Because of this "municipal overburden," the four large cities that are parties to the suit claim they are less capable of paying for schools than their property values would suggest, and thus need more state aid.
Three lower state courts have ruled that the state's school-finance system, by allowing per-pupil expenditures to become largely a function of local property wealth, violates the state constitution's equal-protection and education clauses, as well as the 14th Amendment to the U.S. Constitution.
Daniel Levitt, attorney for the suburban districts, said the disparities have been made worse by "a hodgepodge of schemes" and by certain state-aid formulas that do not take districts' needs into account. Under the state's "flat-grant" program, for example, each district receives a fixed amount per pupil no matter how much property wealth it has. And a "save-harmless" provision ensures that districts will receive at least as much state aid as in previous years, regardless of declines in enrollment.
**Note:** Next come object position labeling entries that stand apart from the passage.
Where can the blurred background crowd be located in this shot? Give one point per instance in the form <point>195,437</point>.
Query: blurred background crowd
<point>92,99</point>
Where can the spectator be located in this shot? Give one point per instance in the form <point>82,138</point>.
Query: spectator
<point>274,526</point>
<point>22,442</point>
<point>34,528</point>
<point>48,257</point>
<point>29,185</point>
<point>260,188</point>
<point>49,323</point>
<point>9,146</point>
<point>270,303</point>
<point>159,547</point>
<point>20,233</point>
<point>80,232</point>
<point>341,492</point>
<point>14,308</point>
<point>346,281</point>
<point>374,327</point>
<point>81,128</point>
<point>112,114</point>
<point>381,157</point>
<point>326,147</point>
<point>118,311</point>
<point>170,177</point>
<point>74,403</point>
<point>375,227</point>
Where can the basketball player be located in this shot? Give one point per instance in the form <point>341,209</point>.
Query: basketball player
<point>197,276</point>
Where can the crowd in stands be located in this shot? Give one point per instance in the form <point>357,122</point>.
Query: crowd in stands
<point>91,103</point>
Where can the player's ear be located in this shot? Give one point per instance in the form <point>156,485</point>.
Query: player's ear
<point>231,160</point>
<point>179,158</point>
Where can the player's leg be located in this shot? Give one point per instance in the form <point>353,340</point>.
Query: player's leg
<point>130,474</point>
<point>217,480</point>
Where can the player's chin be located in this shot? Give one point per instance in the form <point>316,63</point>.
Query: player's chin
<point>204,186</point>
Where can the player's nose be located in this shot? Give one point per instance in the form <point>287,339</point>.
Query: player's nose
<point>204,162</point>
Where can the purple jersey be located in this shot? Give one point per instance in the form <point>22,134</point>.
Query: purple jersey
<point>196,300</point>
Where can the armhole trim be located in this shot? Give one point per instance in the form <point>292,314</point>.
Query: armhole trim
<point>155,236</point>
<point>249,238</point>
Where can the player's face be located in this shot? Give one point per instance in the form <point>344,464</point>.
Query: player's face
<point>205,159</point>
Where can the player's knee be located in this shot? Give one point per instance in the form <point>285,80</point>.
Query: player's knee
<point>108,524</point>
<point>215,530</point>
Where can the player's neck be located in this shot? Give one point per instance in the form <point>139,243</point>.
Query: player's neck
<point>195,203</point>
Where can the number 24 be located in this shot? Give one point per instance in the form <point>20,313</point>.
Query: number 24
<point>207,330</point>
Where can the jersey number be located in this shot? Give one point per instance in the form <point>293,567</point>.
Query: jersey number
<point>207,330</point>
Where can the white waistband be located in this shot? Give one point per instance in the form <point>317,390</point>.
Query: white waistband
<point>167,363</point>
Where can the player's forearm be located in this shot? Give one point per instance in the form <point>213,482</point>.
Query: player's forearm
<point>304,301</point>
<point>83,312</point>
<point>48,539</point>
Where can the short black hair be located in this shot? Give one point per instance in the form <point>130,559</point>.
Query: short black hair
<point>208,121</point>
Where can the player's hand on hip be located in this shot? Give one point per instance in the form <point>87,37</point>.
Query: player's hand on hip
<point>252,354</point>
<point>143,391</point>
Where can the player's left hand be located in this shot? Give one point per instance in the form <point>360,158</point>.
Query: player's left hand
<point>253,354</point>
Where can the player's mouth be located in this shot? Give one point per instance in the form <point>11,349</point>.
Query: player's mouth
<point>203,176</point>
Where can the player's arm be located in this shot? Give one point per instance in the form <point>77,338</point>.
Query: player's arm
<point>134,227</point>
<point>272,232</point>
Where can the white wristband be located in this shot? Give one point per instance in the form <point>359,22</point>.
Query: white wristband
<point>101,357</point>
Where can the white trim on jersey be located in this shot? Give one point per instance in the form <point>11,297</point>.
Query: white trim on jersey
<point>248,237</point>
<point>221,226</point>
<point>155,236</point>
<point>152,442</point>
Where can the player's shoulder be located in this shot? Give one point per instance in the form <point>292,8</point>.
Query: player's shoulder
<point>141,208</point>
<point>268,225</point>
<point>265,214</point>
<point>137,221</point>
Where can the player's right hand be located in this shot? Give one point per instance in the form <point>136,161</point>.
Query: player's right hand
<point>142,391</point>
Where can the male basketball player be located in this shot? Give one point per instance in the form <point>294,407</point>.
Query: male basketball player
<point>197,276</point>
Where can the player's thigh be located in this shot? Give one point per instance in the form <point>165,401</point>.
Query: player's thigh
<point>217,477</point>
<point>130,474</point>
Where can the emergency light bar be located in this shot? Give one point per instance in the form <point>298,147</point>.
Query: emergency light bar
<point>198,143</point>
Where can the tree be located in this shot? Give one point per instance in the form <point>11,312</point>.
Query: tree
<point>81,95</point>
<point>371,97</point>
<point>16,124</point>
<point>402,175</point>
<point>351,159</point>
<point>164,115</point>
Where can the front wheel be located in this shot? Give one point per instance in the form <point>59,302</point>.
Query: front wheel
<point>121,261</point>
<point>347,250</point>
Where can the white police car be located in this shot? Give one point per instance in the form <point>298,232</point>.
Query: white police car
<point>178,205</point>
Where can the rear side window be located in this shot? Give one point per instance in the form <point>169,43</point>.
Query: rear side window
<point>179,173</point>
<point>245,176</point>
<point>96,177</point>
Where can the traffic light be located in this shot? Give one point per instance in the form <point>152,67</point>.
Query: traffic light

"Property-rich districts have inevitably enjoyed the luxury of fashioning educational policies of their own liking ... thanks to abundant resources ... [and] legislative largess." Poor districts, he added, ''have been reduced to a kind of educational triage--a desperate annual determination of which programs to cut, which teachers and staff to let go, and which necessary tools to do without."
Amy Juviler, assistant attorney general, said that the state legislature, which is responsible for distributing $4.2 billion in school aid annually, already provides extra money for low-wealth districts. "There's not been one iota of evidence provided in court to date that another system will make things better," she argued.
For the state to bring poorer districts to parity with the wealthiest, Ms. Juviler said, would cost $8 billion in additional state aid--money the state does not have. (Others have estimated the cost of equalization at $1 billion to $7 billion per year.)
With the local tax contribution of $6 billion, New York spends more per pupil on public education than all but two states and is $1,000 per pupil ahead of California. "New York provides a warm, dry bed for all school districts," Ms. Juviler said.
"What you're saying is that some can have a canopy over the bed and some cannot?" asked Judge Sol Wachtler.
John Silard, an attorney representing the four large cities that joined the suit as plaintiffs, angrily denied her claims: "In Buffalo, our schools are without kindergartens. That's not a warm bed. In Buffalo, we have elementary schools without libraries. That's no warm bed. That's no bed at all."
Claiming that the public-school system was created to help the poor, Mr. Silard said: "Now we have a double standard--one for public education for the rich, and a lower standard for the poor."
The suit, originally filed in 1974, was brought by 26 suburban and rural school districts--including 13 from Long Island--seeking a fairer method of funding public education. They were later joined by the cities of New York, Syracuse, Rochester, and Buffalo.
After a nine-month trial that produced 22,400 pages of testimony, State Supreme Court Justice L. Kingsley Smith in 1978 ordered the state legislature to devise a more equitable school-finance system, but set no deadline. The appellate division last October upheld Judge Smith's ruling.
In February, Gov. Hugh L. Carey, who is not seeking re-election, proposed large-scale changes in the school-aid system to be funded by a one-cent increase in the state sales tax. Under Governor Carey's plan, several wealthy school districts would have lost all general aid from the state. The proposal was killed by legislative leaders who did not want to cut off the wealthy districts' state aid or raise taxes in an election year.
A decision in the case is expected sometime in June or July, according to court sources. If the court upholds the lower-court rulings, it could force the state legislature to meet in special sessions to devise a more equitable plan to fund the public schools.